When you press Send, the kernel executes this sequence:

User message
→ Resolve agent config (global defaults → agent config → conversation overrides)
→ Build tool vector (builtin + MCP + agent-tools, filtered by agent config)
→ Apply context strategy (auto_compact, last_n, etc.)
→ Stream request to provider (via rig-core Rust backend)
→ Model returns response (possibly with tool calls)
→ Execute tool calls → append results → re-stream (loop)
→ Final response delivered to frontend via event channel

Screenshot: Architecture diagram showing user → kernel → agent → tools → provider → response

When the model returns a tool call, the kernel executes the tool, appends the result to the conversation, and sends the updated history back to the model. This loop continues until the model responds without a tool call — or hits the turn limit.

Turn limits vary by tool category:

Tool categoryMax turns per message
Default (no tools triggered)10
Unix commands active20
Agent-tools or MCP tools active50

These limits prevent runaway execution. If an agent hits the limit, the kernel stops the loop and returns whatever the model has produced so far, along with a truncation notice.

QARK does not wait for a complete response before displaying text. The architecture is fully streaming:

  1. Rust backend (rig-core) opens a streaming connection to the provider’s API.
  2. Token chunks arrive and are pushed into an event channel.
  3. The React 19 frontend consumes events and renders tokens as they arrive.
  4. Tool call events trigger execution in the Rust layer; results flow back through the same channel.
  5. Token counts, cost estimates, and timing data update in real time as the stream progresses.

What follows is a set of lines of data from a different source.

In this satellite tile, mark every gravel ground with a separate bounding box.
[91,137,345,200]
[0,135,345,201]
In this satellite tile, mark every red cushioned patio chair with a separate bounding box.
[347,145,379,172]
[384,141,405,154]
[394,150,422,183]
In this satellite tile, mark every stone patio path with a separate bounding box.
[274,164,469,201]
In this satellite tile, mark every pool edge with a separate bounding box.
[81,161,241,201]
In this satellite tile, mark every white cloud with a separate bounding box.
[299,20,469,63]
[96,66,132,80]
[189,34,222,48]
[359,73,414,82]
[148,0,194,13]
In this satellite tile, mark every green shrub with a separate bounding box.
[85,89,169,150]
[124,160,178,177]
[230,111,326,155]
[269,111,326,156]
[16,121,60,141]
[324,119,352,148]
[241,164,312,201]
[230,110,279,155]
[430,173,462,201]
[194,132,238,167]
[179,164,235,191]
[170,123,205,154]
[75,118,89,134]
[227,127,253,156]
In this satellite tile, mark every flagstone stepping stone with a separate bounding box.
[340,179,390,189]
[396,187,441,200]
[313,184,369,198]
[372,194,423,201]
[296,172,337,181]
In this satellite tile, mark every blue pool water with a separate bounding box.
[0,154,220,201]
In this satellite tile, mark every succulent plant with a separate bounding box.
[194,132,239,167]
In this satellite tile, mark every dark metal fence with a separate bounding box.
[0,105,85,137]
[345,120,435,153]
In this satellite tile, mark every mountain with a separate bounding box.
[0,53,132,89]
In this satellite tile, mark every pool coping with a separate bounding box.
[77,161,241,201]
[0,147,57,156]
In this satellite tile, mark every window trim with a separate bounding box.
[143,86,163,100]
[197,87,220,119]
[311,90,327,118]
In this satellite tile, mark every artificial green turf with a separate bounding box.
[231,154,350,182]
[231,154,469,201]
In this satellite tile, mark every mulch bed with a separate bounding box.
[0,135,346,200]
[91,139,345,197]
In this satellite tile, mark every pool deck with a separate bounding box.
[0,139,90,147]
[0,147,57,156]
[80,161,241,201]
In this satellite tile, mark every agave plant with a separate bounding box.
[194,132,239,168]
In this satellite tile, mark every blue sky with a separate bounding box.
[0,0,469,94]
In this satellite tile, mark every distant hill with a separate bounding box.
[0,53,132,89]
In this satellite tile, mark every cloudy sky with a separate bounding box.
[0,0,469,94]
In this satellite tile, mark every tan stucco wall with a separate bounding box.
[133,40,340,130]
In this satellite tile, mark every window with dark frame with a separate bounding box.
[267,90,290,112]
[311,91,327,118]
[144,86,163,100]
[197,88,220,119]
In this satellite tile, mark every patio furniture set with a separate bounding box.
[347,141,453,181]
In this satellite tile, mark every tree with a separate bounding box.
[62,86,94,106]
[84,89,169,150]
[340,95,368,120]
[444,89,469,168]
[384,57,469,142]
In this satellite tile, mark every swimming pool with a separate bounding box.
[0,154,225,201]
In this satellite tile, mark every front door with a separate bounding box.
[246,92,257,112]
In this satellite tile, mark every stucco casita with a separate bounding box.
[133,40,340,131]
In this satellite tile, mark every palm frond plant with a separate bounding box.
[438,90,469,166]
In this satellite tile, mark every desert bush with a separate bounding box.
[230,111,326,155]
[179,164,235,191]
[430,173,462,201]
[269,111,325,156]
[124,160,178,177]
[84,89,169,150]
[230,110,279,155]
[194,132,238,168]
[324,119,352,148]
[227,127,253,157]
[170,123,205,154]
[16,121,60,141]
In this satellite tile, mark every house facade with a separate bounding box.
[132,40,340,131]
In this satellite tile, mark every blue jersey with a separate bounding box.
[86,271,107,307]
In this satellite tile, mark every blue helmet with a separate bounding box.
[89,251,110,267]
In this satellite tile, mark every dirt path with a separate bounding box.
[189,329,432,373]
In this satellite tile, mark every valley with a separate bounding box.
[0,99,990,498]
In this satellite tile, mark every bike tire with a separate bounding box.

This means you see the first token within milliseconds of the provider starting generation — not after the full response completes.

Every conversation starts with the default agent. This agent uses:

  • The global system prompt (configurable in Settings).
  • All available built-in tools.
  • The auto_compact context strategy.
  • The model assigned to the conversation (or the global default model).
  • Default temperature and LLM parameters.

You can create custom agents that override any of these. A custom agent might:

  • Use a specialized system prompt (“You are a senior Rust developer reviewing code for safety issues.”).
  • Restrict the tool vector to only @web-search and @document-search.
  • Set the context strategy to none for stateless operation.
  • Pin a specific model regardless of the conversation’s model picker.
  • Override temperature, top-p, or max tokens.

Custom agents are reusable across conversations. Assign one to a conversation and every prompt in that conversation dispatches through that agent’s configuration.

Agent configuration follows a 3-level cascade. Each level overrides the one above it:

Global defaults (Settings → Agent Defaults)
↓ overridden by
Agent config (the specific agent assigned to this conversation)
↓ overridden by
Conversation overrides (per-conversation settings in the conversation panel)

Example: Your global default temperature is 0.7. You create a “Code Review” agent with temperature 0.3. You open a conversation using that agent, but set the conversation-level temperature to 0.1. The model receives temperature 0.1.

This cascade applies to every configurable parameter: system prompt, tool vector, context strategy, model, temperature, top-p, max tokens, and all other LLM parameters.

  • Change a global default and it propagates to every conversation that does not have an agent or conversation-level override.
  • Change an agent config and it propagates to every conversation using that agent (unless that conversation has its own override).
  • Change a conversation override and it affects only that conversation.

This gives you broad control at the top and surgical control at the bottom — without duplicating configuration.